Updates: June and July 2018.

Work on the Statutes Project done in the last two months:

New Volumes: I have scanned, and uploaded to Github, 13 volumes of the series ‘The Law Reports: The Public General Statutes’, each covering one session of parliament held between 1880 and 1898. Note that this is raw, uncorrected OCR; as yet I haven’t run my corrections list over these files. And note that this isn’t a complete, or even consecutive, run; there are still 8 years of the nineteenth century missing.

New Tables: there is now a complete run of tables of legislation spanning 1814 to 1900, hosted on Github.

One new act: for the Relief of Insolvent Debtors, 1760.

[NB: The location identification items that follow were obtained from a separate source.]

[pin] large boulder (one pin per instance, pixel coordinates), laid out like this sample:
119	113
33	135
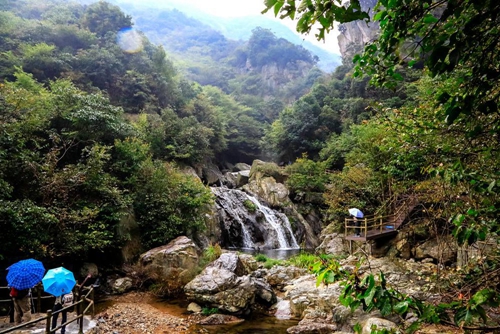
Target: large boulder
225	285
379	324
266	188
333	243
173	264
442	251
280	276
121	285
220	288
305	296
230	262
241	166
261	169
212	175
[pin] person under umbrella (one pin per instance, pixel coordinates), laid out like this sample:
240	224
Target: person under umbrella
22	276
60	283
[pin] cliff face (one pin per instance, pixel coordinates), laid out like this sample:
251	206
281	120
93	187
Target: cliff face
354	35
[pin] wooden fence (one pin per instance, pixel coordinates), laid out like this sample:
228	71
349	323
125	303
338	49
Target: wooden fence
83	304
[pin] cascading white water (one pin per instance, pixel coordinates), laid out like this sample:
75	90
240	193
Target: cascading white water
247	228
232	209
279	222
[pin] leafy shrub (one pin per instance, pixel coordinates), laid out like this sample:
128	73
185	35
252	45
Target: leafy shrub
307	176
168	203
210	254
271	263
261	258
304	260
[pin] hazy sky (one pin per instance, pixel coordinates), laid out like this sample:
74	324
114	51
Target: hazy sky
235	8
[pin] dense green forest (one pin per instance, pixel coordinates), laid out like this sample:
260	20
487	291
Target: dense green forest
440	142
96	121
94	131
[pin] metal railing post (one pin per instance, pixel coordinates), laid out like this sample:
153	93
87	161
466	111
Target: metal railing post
93	301
80	307
47	323
11	313
38	299
366	226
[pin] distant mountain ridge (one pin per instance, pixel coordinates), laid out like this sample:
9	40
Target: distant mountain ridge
238	29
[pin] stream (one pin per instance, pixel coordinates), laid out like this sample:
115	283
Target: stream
255	324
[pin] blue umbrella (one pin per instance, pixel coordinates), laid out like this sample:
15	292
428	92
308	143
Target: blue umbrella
58	281
25	274
356	213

New bibliographies, of the English Statutes of the Realm series, and – of a mere three items – for legislation of Antigua and the Leeward Islands. Also, updated are the Jamaican and Indian lists.

And the usual round of automated OCR corrections, and ‘garbage removal’, of random characters and symbols.

Updates, April and May 2018

These last two months have mainly be spent making automated corrections to the OCRd volumes of the Statutes. Alongside correcting specific mistranscriptions, I’ve been working on correcting word endings, such as ‘fiire’ for shire and ‘mcnt’ for ment; and I have also been cleaning up random junk and stray marks generally interpreted by Abbyy Finereader as punctuation or symbols.

In other work, many new tables have been added, mainly for the nineteenth century. There is now a complete run from 1851 to 1880.  Find them on Github.

Added to this site: New bibliographies for the various collections of British statutes. See the blog post about them, and the bibliographies themselves.

Also added, just a couple of new laws: 1857 Time in Royal Marines, 1858 Abolition of Franchise Prisons.

Updates, November and December 2017

Work carried out in the last two months of 2017:

Transcribed two missing pages, listing statutes of the reign of Edward the Third, of volume 2 of Pickering’s Statutes at Large.

Started removing latin and french text from the earlier volumes of Pickering’s Statutes. English translations are given in the books, and the foreign versions serve to complicate the OCR correction process.

Github reorganization: I have split the Butterworths volumes into two groups on the basis of whether they used the long s or not.

Tables of statutes added to Github: just one, for 1756.

Many individual statutes added to this site.

Uploaded the first item to a new folder of miscellaneous items, namely a collection of statutes relating to Kingston Upon Hull.

And of course, automatic correction of many common mis-transcriptions in the Pickering, Ruffhead and Butterworths ‘long-s’ volumes.

To do in 2018, given I have other pressing commitments: to concentrate on the legislation of the parliament of Great Britain, from union with Scotland (1707) to union with Ireland (1800); to produce a full set of tables for these years; and to experiment with visualizing these tables.